This is especially true in the digital era because of the pressures brought to bear by increased information and the speed with which it is disseminated. Gaps between rhetoric and performance are sure to be noticed and pounced upon by competitors.
Successful organizations always work to optimize consistency in messaging and execution. JL
Denise Yohn reports in SmartBrief (hat tip to Dave Bracken):
Engaged employees produce better results. Data from the Great Place to Work organization shows that great workplaces benefit from stronger financial performance, reduced turnover and better customer satisfaction than their peers. You must develop an interdependent and mutually reinforcing relationship between what your organization does on the inside and how it is perceived and experienced on the outside.
It's not news that culture is vitally important to your organization. Employee satisfaction and engagement are powerful antidotes to the unprecedented threats that most organizations like yours face today.
Some of you might be struggling with employees who are among the 70% of unengaged workers that the Gallup organization recently uncovered. Improving your culture certainly helps increase their productivity and likelihood to stay with you. Or you might operate in a sector where a war for talent rages and ratings on sites like LinkedIn and Glassdoor greatly influence prospective employees' perceptions of your companies.
Happy, engaged employees do indeed produce better results. Data from the Great Place to Work organization shows that great workplaces benefit from stronger financial performance, reduced turnover and better customer satisfaction than their peers. Given the frequency with which toxic cultures are blamed for corporate downfalls, it's clear that you need to attend to the culture of your organization.
But if you want to do more than survive and avoid failure --- if you want to increase your competitiveness, to create real value for your customers and employees, to future-proof your business -- having a good, generic culture isn't enough. You should cultivate a culture that is aligned and integrated with your brand. After all, a culture that’s not directed toward developing valuable relationships between your brand and customers will produce, at best, incremental improvements in business results. And it and can actually hold you back from achieving your aspirations.
You must develop an interdependent and mutually reinforcing relationship between what your organization does on the inside and how it is perceived and experienced on the outside. Cultivate a distinctive corporate culture that:
Ultimately, you want to integrate your culture and your brand so inextricably that together they give your company inimitable and sustainable power.
- expresses your unique brand purpose and values
- develops the mindsets and behaviors that enable your people to deliver on-brand customer experiences, and
- orients everyone to the unique challenges and opportunities your business faces.
Here are three starting points for achieving strong culture/brand alignment and integration:
1. Adopt a single brand purpose to inspire, focus, and guide everything your organization does. Instead of using a corporate mission statement to describe your business scope and/or goals -- which is distinct from a brand essence statement, which articulates what your brand stands for -- identify a single brand purpose that explains why your organization exists.

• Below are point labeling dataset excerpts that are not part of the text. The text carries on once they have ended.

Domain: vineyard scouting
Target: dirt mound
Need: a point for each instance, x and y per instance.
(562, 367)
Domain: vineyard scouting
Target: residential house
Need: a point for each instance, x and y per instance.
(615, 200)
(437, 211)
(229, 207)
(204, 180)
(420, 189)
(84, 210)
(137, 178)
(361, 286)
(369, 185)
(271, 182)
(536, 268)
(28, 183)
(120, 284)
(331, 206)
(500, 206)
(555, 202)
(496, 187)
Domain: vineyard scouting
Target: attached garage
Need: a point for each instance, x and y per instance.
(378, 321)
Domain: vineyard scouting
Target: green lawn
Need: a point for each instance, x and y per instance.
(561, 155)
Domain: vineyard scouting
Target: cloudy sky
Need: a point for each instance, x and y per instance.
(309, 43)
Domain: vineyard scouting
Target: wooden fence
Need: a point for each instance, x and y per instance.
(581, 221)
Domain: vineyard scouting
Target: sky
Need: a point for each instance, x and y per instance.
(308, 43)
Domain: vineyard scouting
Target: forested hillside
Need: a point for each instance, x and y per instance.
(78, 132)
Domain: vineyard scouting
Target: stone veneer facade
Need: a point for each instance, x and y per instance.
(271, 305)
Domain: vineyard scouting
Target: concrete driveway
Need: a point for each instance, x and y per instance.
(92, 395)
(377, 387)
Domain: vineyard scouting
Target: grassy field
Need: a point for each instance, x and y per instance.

In today's cluttered, uber-competitive, choice-overload world, your company must have a clear, meaningful reason for being. You need to play an invaluable, irreplaceable role in people's lives. A brand purpose expresses the cause or belief that inspires you to do what you do, so it resonates with today's customers and employees, because both groups make decisions based on the motivations behind the companies they associate themselves with.
A definitive brand purpose also helps establish and maintain a singular focus for all your efforts. Your business goals should relate clearly and directly to the brand identity you want to build, so instead of confusing people with separate messages about each, integrate them into a single brand purpose.
2. Articulate one set of core values and use them to shape what you do inside your organization and out. Many companies have a list of internal workplace values that are intended to guide employees' behaviors and decisions. And, separately, they determine desired brand attributes that describe the way they want their brand to be perceived by customers. The former is usually filled with generic, vapid platitudes such as integrity, respect and teamwork. The latter tends to be either so abstract that most employees don't understand what it has to do with them or so aspirational that employees don't believe it.
Bridge the gulf between these by using one set of core values to describe the unique way you do things both as an organization and as a brand. It really makes no sense to use values to engage your employees if those aren't linked to the way they want them to engage your customers.
But clear, distinctive, impactful values that resonate with both groups achieves congruence -- the extent to which a company behaves consistently with its external image. Incongruence confuses employees who want to understand how what they do makes a difference. And it alienates today's customers who want to do business with authentic, transparent companies.
A single, central values set produces the alignment and integrity that's necessary in today's business context.
3. Assess the existing alignment and integration of brand and culture at your organization. To help you identify the values that your organization should embrace to achieve your desired brand type and to determine the gaps between brand and culture at your company, take this free online assessment.
To lead your field and to fuel your growth, you should engage in culture-building strategies and tactics that aim to produce more than employee happiness and satisfaction. Identify the distinct cultural dynamics that enable you to achieve your brand vision, and then deliberately and actively cultivate them.